Bassante snatched it out of his hand. “Well, if you think this is a lot of BS”—there was as much fury in his eyes as his voice—“I’ll tell you where to go.” He put on his hat and stood.
“Sit, please.” Dunne tugged Bassante’s sleeve. “I’m only following ‘the simplest and most necessary rule of all,’ the one Pully imparted to you, and you passed on to the rest of us: Pay attention.”
“Pully wasn’t paranoid or deluded. He suffered from an excess of integrity, a handicap in most professions, a fatal one in the profession he chose.”
“I’m not doubting the truth of what he told you.
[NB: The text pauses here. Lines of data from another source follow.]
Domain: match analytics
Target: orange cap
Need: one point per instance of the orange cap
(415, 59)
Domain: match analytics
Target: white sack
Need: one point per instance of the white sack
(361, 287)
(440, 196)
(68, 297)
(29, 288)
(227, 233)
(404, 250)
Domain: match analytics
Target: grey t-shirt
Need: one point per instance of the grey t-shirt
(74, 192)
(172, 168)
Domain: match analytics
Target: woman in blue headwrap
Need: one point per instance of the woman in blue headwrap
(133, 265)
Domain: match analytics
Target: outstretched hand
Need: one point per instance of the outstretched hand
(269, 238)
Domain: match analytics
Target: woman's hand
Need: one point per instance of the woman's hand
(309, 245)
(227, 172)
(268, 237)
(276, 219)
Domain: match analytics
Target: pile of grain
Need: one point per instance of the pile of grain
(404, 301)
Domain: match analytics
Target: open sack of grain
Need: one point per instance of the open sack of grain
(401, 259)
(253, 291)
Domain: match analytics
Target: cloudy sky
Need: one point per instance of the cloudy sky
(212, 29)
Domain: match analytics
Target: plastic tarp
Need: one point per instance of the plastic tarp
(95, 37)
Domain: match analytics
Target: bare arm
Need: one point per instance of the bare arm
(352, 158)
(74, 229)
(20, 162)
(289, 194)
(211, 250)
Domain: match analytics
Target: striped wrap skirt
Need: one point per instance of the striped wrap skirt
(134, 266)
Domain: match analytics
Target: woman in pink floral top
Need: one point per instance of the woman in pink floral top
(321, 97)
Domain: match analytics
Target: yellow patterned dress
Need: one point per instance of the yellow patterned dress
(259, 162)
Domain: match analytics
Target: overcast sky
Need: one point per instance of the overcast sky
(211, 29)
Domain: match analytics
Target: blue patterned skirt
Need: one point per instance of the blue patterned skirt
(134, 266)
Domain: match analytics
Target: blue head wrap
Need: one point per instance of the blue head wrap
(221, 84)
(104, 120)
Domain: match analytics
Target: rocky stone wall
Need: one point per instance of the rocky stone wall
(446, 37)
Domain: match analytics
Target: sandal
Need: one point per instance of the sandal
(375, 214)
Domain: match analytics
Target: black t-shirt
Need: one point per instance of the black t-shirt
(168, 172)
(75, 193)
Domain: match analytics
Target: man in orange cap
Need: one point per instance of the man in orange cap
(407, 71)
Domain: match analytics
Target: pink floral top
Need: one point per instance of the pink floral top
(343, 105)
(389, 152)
I’m trying to figure out what we should be paying attention to and aren’t.”
“I did what I could to help. I owed him that much. But he knew I didn’t want to get sucked back in. He did his best to respect my wishes.” Bassante sat down again and handed back the letter.
The tour group moved toward the Main Reading Room. Redhead guide/librarian turned with easy, unstudied Miss Ginny Thompson–esque sway, a resemblance he almost pointed out to Bassante but didn’t. It couldn’t be a happy association.
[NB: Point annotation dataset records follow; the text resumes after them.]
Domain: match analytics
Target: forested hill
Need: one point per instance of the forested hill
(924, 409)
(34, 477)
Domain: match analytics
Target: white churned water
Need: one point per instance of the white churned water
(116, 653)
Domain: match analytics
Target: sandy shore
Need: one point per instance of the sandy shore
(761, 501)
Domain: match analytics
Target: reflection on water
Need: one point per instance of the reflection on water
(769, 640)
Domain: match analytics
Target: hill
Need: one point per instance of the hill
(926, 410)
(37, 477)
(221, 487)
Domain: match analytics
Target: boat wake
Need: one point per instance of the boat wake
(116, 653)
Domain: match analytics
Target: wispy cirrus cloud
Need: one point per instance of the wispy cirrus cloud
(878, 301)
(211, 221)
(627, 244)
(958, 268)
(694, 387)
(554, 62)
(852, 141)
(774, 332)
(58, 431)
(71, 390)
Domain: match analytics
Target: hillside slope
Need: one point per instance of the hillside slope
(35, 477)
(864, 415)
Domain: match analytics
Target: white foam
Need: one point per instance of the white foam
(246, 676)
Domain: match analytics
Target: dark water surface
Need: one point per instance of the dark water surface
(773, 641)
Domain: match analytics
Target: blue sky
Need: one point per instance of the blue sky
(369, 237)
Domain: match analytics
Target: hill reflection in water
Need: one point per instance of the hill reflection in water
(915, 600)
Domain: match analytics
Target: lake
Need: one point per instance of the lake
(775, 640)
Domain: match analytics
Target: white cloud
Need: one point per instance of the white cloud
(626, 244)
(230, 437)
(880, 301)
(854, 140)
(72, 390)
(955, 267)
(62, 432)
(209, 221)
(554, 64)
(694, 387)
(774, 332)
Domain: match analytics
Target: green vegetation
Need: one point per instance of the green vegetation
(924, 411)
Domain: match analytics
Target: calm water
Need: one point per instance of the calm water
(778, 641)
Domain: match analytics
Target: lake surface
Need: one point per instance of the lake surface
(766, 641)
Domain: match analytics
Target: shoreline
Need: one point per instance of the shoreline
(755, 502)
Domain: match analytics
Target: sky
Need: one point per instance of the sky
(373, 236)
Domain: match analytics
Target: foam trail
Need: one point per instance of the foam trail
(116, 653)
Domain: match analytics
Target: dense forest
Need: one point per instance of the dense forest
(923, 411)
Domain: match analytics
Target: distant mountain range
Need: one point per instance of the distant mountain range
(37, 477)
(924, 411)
Dunne repocketed the letter. The marble bench had caused a throbbing at the bottom of his spine, old ache, old wound. His coccyx. “Who’d Pully trust besides you?”
“You.”
“But I was in Florida for the winter.” Dunne dug his thumbs into where the ache was.
“He kept to himself. You know that. We were two of a kind.”
“He didn’t have any friends?”
“That was his private business.”
“What was?”
“He saw Dick Van Hull now and then.”
“Van Hull?”
“They traveled some of the same … er … the same circuit.”
“Which circuit?”
“The Bird Circuit. Pully knew I knew. But we never talked about it. I respected his privacy.”
“Where’s Van Hull?”
“I don’t know where he
lives. Pully used to meet him every once in a while at Red’s Bar and Grill, corner of Fiftieth and Third. He teaches at a hoity-toity girls’ academy on the East Side. He usually stops in for the cocktail hour. I was never inside. He had me drive his car and pick him up a few times. Van Hull was a regular. Pully worried about him.”
“Why?”
“Booze. ‘Van Hull’s drinking too much,’ Pully said.”
“I’ll do my best to keep you out of this, but at least give me a phone number where I can reach you.”
“I don’t have a phone. I live in a rooming house in Park Slope, on Union Street, off Seventh Avenue.” Bassante salvaged pencil stub and paper scrap from his pocket, scribbled on it. “Here’s my address. I move, I’ll let you know.”
They walked to the staircase. Bassante stared at the mural directly in front, on the north flank of the Reading Room. He swept his hand in an arc, indicating the companion murals in the hall, two on each wall, all four painted, he said, by the same artist who put Prometheus on the ceiling. “Standard-issue art of the didactic WPA sort.”
Dunne stood back. He’d barely noticed them.
“They’re meant to sum up the progress of the written word. This is my favorite.” Bassante tipped his hat at the scene in front of them: Two white-robed monks in a scriptorium, one resting while the other labored at his desk over a sheet of parchment; in the distance, a building aflame and a barbarian on horseback thrusting his spear into a figure on the ground. He pointed at the mayhem in the background. “Something to be said for the cloister when the time comes around at last, as it always does, for our species to revert to its homicidal, bloodthirsty worst.”
The sand in the hourglass on the monk’s desk was running low.
“I was hopeful you’d be willing to take the lead on this.” Bassante extended his hand. “I’ll give you what support I can. Just let me keep my distance.”
They shook. Bassante went down the stairs and out of sight.
Red’s Bar & Grill had been a speakeasy during Prohibition. Thanks to the local precinct captain—brother to the owner, Red McGinnis—it had enjoyed protection from the raids and shakedowns most speaks experienced at one time or another. When liquor became legal again, Red’s privileged status allowed him to cater to a clientele more decorous and better behaved than the sullen, pugnacious crew found in many nearby gin mills.